Your debt “crisis” then morphs into a permanent state because no one has the courage to raise taxes once these episodes are over to replace the expended funds. In my previous piece, I likened this to dropping a baton several times in a foot race. Unless there’s some way to “double time” it back in the race and catch up, the debt level never gets back to where it was before the crisis started.
This triggers the criticism that “government spending is out of control.” This is hardly the case. Tax policy is simply structured to fail. It’s designed to produce more debt and create a pretext for destructive policies.
When it comes to increasing revenues, there are a million ways to skin a cat. Tax policy has been heavily skewed to benefit the wealthy and corporate interests. If you want to see economic equilibrium restored to a sensible level, here are a few ideas.
One is to phase out the mortgage interest deduction. This may have made sense once, but all we’re doing is needlessly inflating the cost of existing housing and making it even more unaffordable. That’s pretty bad policy. The banks and the National Association of Realtors will scream bloody murder, because higher prices mean higher profits on mortgages and commissions. But it’s not productive and eliminating it might encourage a wiser use of personal debt. Since renters can’t take advantage of it, one might say it’s manifestly unjust. Losses to the Treasury are estimated to be between $70 billion to $175 billion.
We tax labor at three times the rate of capital, and the wealthier the earner, the more benefit is accrued to them. I would advocate a modest increase in the capital gains rate from 15% to 20%. When the market is rallying, capital gains do capture a sizable amount of revenue.

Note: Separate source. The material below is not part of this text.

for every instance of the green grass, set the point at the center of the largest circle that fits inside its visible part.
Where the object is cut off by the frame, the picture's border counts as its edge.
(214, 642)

An upward shift in the top marginal rate is both warranted and necessary.
The corporate tax policy passed under the previous administration should be scrapped. Contrary to the woeful ignorance of the American voter, American corporations did not pay a 38% tax rate. The effective rate the largest corporations paid was well under 20%, and now it’s down to 9%. There was a global minimum tax of 15% passed by the OECD. Joe Manchin blocked our ascension to the agreement.
One of the biggest grifts flying under the radar is the abuse of the 501(c)3 tax shelter. The American taxpayer is floating the costs and outrageous salaries of thousands of organizations that are of little public benefit. Pro tip: if the CEO is earning over a million dollars a year, chances are they shouldn’t qualify as a (sic) “non profit” and the rules need to be tightened.
The key to debt control is to eliminate the deficit on a sequential annual basis. Tipping revenue growth in a more positive trend will achieve this goal.